The Warriors join the Celtics and Los Angeles Lakers as the only NBA franchises to win seven-or-more titles.
The way Game 6 unfolded didn't initially look like it would be a surefire win for Golden State. Boston were up 14-2 to start the game but the Warriors didn't just claw back -- they hit the gas pedal.
Golden State went on a 52-25 run to end the first half. That included a 21-0 run -- the longest scoring run in an NBA Finals game in the last 50 years.
The Celtics cut the Warriors' lead to single digits late in the third quarter and again in the fourth quarter but could get no closer.
The Warriors were led by Wardell Stephen Curry II, who scored 34 points and won NBA Finals MVP honors for the first time in his career.
Golden State finished the 2022 NBA Playoffs with a 16-6 (.727) mark, including a 4-2 NBA Finals victory over Boston, a 4-1 victory over the Dallas Mavericks in the Western Conference Finals, a 4-2 win over the Memphis Grizzlies in the Semifinals and a 4-1 win over the Denver Nuggets in the First Round.
Among the many Virgin Islands’ basketball fans viewing the Final was former National Player and retired professional basketballer Steve E. Parillon, who was not too impressed with the performance of Boston.
“I wasn't specifically routing for either team, I just wanted to see a good competitive series, but I was really disappointed with Boston’s performance last night, you can't be at home in a close-out game and play with a lack of effort.”
Nevertheless, Parillon said one would still have to “tip your hats off” to the Warriors as they were the more “hungry and experienced team” and it showed.
As for Curry being named the Bill Russell NBA Finals Most Valuable Player, Parillon said it was well deserved.
“I would say of the 4 championship, this was the one Curry earned his full paycheck. He willed his team and was the dominant player in the series. This was a plus to his resume as most NBA greats are in the finals MVP club.”
Curry ended with averages of 31.2 points, 6.0 rebounds, 5.0 assists and 2.00 steals in 37.5 minutes per game in The Finals. He is the seventh player in NBA history to have at least four NBA titles and two Most Valuable Player awards, joining Kareem Abdul-Jabbar, Michael Jordan, Bill Russell, LeBron James, Magic Johnson and Tim Duncan.

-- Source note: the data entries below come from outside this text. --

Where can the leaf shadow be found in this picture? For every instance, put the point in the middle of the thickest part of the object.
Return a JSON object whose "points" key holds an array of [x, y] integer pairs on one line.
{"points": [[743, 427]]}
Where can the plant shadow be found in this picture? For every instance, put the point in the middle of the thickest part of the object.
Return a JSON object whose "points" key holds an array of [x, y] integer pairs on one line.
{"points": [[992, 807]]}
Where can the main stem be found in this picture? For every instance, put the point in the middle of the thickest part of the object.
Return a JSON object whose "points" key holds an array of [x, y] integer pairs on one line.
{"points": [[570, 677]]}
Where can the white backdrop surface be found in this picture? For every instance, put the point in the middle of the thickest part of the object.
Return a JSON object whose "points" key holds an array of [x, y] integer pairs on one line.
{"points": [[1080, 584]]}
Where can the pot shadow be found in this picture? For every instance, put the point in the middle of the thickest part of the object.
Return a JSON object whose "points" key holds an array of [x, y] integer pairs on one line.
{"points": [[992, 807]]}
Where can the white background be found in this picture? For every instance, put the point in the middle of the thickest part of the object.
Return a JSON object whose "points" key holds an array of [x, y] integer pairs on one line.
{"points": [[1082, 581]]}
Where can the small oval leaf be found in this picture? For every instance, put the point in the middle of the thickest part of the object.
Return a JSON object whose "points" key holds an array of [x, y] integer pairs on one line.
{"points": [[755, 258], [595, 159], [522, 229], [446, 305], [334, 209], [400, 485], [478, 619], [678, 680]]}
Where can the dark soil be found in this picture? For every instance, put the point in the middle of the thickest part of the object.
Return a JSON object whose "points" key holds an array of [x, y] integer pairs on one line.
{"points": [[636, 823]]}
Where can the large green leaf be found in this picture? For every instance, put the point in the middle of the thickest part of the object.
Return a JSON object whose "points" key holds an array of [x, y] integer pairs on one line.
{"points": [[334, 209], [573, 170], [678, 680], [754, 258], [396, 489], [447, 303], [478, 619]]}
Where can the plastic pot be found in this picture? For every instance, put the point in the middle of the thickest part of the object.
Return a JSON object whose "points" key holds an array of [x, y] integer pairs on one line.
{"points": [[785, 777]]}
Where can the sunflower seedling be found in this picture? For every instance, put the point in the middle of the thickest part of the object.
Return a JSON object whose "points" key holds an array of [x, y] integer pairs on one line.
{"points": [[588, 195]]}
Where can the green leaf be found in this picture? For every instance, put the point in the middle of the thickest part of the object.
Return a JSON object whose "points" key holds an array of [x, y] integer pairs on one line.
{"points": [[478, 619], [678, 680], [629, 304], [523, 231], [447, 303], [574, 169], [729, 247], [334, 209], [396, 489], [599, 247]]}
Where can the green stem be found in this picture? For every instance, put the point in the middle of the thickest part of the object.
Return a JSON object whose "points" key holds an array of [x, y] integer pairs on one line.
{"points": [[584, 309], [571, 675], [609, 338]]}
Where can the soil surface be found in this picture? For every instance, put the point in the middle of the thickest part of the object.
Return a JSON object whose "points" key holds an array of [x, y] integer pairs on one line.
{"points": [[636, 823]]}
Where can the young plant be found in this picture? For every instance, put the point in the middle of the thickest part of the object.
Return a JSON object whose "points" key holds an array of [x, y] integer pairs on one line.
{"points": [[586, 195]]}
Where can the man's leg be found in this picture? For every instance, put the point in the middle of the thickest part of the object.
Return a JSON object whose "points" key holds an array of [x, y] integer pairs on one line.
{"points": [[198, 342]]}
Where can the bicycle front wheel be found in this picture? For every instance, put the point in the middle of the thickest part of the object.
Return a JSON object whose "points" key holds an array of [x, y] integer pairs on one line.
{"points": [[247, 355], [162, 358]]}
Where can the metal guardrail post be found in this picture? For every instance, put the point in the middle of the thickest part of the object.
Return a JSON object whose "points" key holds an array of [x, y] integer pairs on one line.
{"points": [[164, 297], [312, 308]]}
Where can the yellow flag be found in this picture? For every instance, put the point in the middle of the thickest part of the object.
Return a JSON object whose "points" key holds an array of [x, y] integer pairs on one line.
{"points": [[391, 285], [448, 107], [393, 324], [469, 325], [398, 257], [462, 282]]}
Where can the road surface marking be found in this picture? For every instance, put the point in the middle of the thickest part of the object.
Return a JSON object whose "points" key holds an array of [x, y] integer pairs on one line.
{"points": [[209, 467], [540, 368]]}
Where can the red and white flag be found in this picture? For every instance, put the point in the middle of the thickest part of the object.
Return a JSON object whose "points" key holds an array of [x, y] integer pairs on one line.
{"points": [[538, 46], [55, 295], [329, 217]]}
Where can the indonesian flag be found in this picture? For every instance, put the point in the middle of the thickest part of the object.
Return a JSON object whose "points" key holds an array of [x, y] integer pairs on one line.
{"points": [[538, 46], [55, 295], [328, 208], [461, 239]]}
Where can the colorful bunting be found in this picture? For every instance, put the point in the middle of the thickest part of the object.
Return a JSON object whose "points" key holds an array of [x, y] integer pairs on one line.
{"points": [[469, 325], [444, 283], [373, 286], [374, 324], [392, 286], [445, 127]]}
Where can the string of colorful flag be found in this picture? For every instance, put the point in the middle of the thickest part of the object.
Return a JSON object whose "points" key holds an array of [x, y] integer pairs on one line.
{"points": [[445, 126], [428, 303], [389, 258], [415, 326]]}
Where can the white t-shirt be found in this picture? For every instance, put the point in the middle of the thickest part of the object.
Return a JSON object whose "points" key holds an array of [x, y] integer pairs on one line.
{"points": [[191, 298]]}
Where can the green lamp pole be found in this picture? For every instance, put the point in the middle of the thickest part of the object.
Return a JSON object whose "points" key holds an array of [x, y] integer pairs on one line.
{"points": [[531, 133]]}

Cheering on the Warriors thousands of miles away was former US Virgin Islands (USVI) National Player Jason A. Edwin, who also played professional basketball.
“I was rooting for the Warriors the whole time. I didn’t get caught up in all the hype when Celtics won Game One. I thought that was just the long rest that the Warriors had going into the Finals because they ended their series a couple of days before the Celtics did, so the Celtics came into the game a little more sharp and game ready.
The public got all carried away with that Game One result, but I knew the Warriors were the better team, hungrier team and they showed last night.
Mr Edwin also pointed out a very important historical fact about that game that some sports pundits missed.
“If you look at the date, June 16th, in 2015 it was the same scenario going into Cleveland when the warriors played the Cleveland Cavaliers and they won the championship that year. So the same date was last night, June 16th, going into an opponent’s home court again and I knew that the outcome was going to be the same. So that was one of the things I thought was interesting to follow with the matchups.”
Edwin also said he thought Boston were worthy opponents, but the Warriors were “a better-oiled team, will prepared, well-rested, well-coached, more experienced, all the things that highlight and contribute to a championship team.”
The Warriors are the 15th team among the four major professional sports (NBA, NFL, MLB, NHL), and first Bay Area franchise, to win at least four championships in eight years, joining the National Basketball Association’s Boston Celtics (four times), Los Angeles Lakers (three times), Chicago Bulls (once), the National Football League’s Green Bay Packers (twice), Pittsburgh Steelers (once) and Chicago Bears (once), the Major League Baseball’s New York Yankees (eight times), Boston Red Sox (once), the National Hockey League’s Montreal Canadiens (eight times), Toronto Maple Leafs (three times), Edmonton Oilers (once), New York Islanders (once), Detroit Red Wings (once), Ottowa Senators (once).
MVP Stephen Curry drives past Jayson Tatum of the Celtics in the deciding Game 6 in Boston
Former national player and retired professional basketballer Steve E. Parillon, left, was not too impressed with the performance of Boston, while former National and Pro Player Jason A. Edwin, right, was rooting for Golden State.